The Falcon Hypersonic Test Vehicle 2 (HTV-2) successfully separated from its rocket but lost contact shortly into its "glide phase".
The plane is designed to travel at Mach 20, or 20 times the speed of sound.
The Falcon project is part of the US defence department's plans to develop a rapid-strike weapons system.
A hypersonic plane could potentially enable the US military to hit targets anywhere in the world in under an hour.
Highly complex The HTV-2 - shaped like the tip of a spear - took off atop a Minotaur IV rocket from Vanderberg Air Force Base in California early on Thursday.
It was propelled to the edges of space where it then separated from the rocket.
The aim by engineers was that it would glide back to Earth at 13,000mph (21,000km/h) - enduring temperatures in excess of 3,500F (2,000C) - before plunging into the Pacific Ocean.
The Defense Advanced Research Projects Agency (Darpa), which is funding the HTV-2 programme and overseeing the tests, said more than nine minutes of data was collected "before an anomaly caused loss of signal".
"Initial indications are that the aircraft impacted the Pacific Ocean along the planned flight path," Darpa said in a statement on its website.
An HTV-2 plane was first tested last year, and ended with the craft crashing into the Pacific after the military lost contact with the glider nine minutes into the flight.
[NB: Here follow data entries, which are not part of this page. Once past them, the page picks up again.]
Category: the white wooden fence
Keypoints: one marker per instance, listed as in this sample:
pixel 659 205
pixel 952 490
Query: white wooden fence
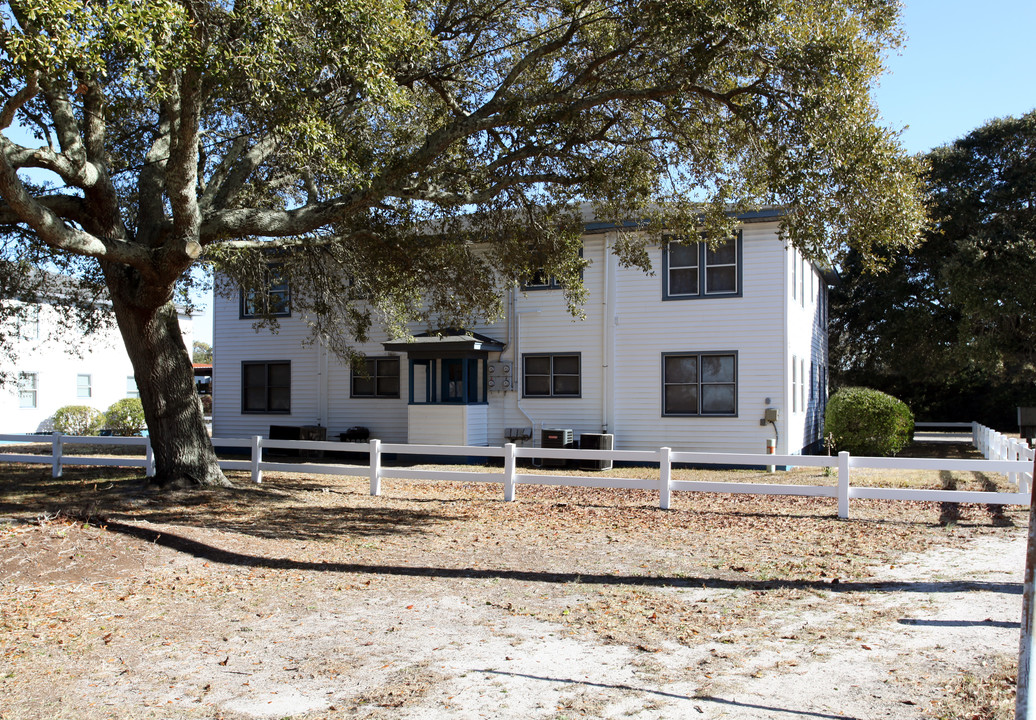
pixel 1006 456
However, the flight still managed to return 139 seconds of aerodynamic data at a velocity between 17 and 22 times the speed of sound, Darpa said.
"We know how to boost the aircraft to near space," Maj Chris Schulz, the programme manager, was quoted as saying on Darpa's website.
"We know how to insert the aircraft into atmospheric hypersonic flight. We do not yet know how to achieve the desired control during the aerodynamic phase of flight. It's vexing; I'm confident there is a solution. We have to find it."
Maj Shulz said a team of experts would now analyse the flight data and expand "our technical understanding of this incredibly harsh flight regime".
Some analysts say a second uncompleted flight could force Darpa to rethink the entire project, the BBC's Marcus George in Washington reports.